Oral anticoagulants for nonvalvular atrial fibrillation in frail elderly patients: insights from the ARISTOPHANES study.J Intern Med. 2020 Jun 30 [Online ahead of print]JI
Patient frailty amongst patients with nonvalvular atrial fibrillation (NVAF) is associated with adverse health outcomes and increased risk of mortality. Additional evidence is needed to evaluate effective and safe NVAF treatment in this patient population.
This subgroup analysis of the ARISTOPHANES study compared the risk of stroke/systemic embolism (S/SE) and major bleeding (MB) amongst frail NVAF patients prescribed nonvitamin K antagonist oral anticoagulants (NOACs) or warfarin.
This comparative retrospective observational study of frail, older NVAF patients who initiated apixaban, dabigatran, rivaroxaban or warfarin from 01JAN2013-30SEP2015 was conducted using Medicare and 3 US commercial claims databases. To compare each drug, 6 propensity score-matched (PSM) cohorts were created. Patient cohorts were pooled from 4 databases after PSM. Cox models were used to estimate hazard ratios (HR) of S/SE and MB.
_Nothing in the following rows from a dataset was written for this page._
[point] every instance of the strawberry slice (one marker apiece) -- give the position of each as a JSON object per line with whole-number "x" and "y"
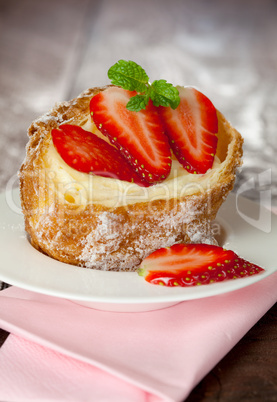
{"x": 194, "y": 264}
{"x": 85, "y": 152}
{"x": 139, "y": 136}
{"x": 191, "y": 129}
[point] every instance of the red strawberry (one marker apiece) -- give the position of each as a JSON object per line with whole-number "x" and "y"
{"x": 139, "y": 136}
{"x": 191, "y": 129}
{"x": 85, "y": 152}
{"x": 194, "y": 264}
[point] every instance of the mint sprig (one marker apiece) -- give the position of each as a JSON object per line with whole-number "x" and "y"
{"x": 129, "y": 75}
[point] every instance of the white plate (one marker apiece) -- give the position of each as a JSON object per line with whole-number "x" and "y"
{"x": 23, "y": 266}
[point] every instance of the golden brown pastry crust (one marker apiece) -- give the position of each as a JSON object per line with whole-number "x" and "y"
{"x": 95, "y": 236}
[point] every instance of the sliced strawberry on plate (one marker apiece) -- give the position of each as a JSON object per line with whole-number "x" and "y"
{"x": 194, "y": 264}
{"x": 139, "y": 136}
{"x": 85, "y": 152}
{"x": 192, "y": 129}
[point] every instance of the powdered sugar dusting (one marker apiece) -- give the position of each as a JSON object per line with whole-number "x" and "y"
{"x": 112, "y": 245}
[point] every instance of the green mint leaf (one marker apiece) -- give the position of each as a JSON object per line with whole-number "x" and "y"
{"x": 128, "y": 75}
{"x": 163, "y": 93}
{"x": 138, "y": 102}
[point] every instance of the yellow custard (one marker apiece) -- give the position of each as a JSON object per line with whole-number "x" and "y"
{"x": 82, "y": 188}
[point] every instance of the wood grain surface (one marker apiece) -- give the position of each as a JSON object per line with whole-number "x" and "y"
{"x": 52, "y": 50}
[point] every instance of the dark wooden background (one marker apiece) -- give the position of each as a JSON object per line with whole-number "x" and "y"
{"x": 52, "y": 50}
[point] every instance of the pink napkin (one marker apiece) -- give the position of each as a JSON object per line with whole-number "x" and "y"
{"x": 60, "y": 351}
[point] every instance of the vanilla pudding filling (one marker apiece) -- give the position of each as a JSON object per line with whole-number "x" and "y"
{"x": 80, "y": 189}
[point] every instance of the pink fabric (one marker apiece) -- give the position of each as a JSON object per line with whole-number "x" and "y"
{"x": 60, "y": 351}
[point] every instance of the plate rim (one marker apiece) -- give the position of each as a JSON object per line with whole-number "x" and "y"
{"x": 172, "y": 296}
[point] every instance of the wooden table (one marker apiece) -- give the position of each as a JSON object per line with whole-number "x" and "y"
{"x": 52, "y": 50}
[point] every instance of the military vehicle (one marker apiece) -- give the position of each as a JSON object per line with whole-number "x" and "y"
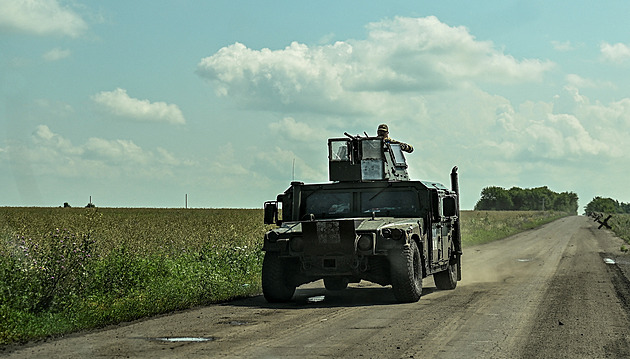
{"x": 371, "y": 222}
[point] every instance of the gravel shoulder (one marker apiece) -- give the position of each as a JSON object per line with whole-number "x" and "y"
{"x": 544, "y": 293}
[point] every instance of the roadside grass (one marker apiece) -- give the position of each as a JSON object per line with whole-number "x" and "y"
{"x": 480, "y": 227}
{"x": 69, "y": 269}
{"x": 620, "y": 224}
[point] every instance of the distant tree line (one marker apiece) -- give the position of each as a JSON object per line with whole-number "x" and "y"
{"x": 526, "y": 199}
{"x": 607, "y": 205}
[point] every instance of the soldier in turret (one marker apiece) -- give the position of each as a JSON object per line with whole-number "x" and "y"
{"x": 383, "y": 131}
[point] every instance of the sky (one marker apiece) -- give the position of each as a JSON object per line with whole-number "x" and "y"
{"x": 214, "y": 104}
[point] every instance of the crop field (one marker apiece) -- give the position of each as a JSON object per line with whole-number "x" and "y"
{"x": 68, "y": 269}
{"x": 620, "y": 224}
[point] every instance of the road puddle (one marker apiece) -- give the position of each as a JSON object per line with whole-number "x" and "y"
{"x": 317, "y": 299}
{"x": 184, "y": 339}
{"x": 609, "y": 261}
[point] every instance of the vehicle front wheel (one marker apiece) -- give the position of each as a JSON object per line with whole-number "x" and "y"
{"x": 406, "y": 273}
{"x": 276, "y": 289}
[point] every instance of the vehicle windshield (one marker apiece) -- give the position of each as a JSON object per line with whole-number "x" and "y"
{"x": 383, "y": 202}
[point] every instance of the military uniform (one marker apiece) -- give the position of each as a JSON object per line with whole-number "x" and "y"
{"x": 383, "y": 131}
Amongst NVAF patients, 34% (N = 150 487) met frailty criteria. Apixaban and rivaroxaban were associated with a lower risk of S/SE vs warfarin (apixaban: HR: 0.61, 95% CI: 0.55-0.69; rivaroxaban: HR: 0.79, 95% CI: 0.72-0.87). For MB, apixaban (HR: 0.62, 95% CI: 0.57-0.66) and dabigatran (HR: 0.79, 95% CI: 0.70-0.89) were associated with a lower risk and rivaroxaban (HR: 1.14, 95% CI: 1.08-1.21) was associated with a higher risk vs warfarin.
Amongst this cohort of frail NVAF patients, NOACs were associated with varying rates of stroke/SE and MB compared with warfarin. Due to the lack of real-world data regarding OAC treatment in frail patients, these results may inform clinical practice in the treatment of this patient population.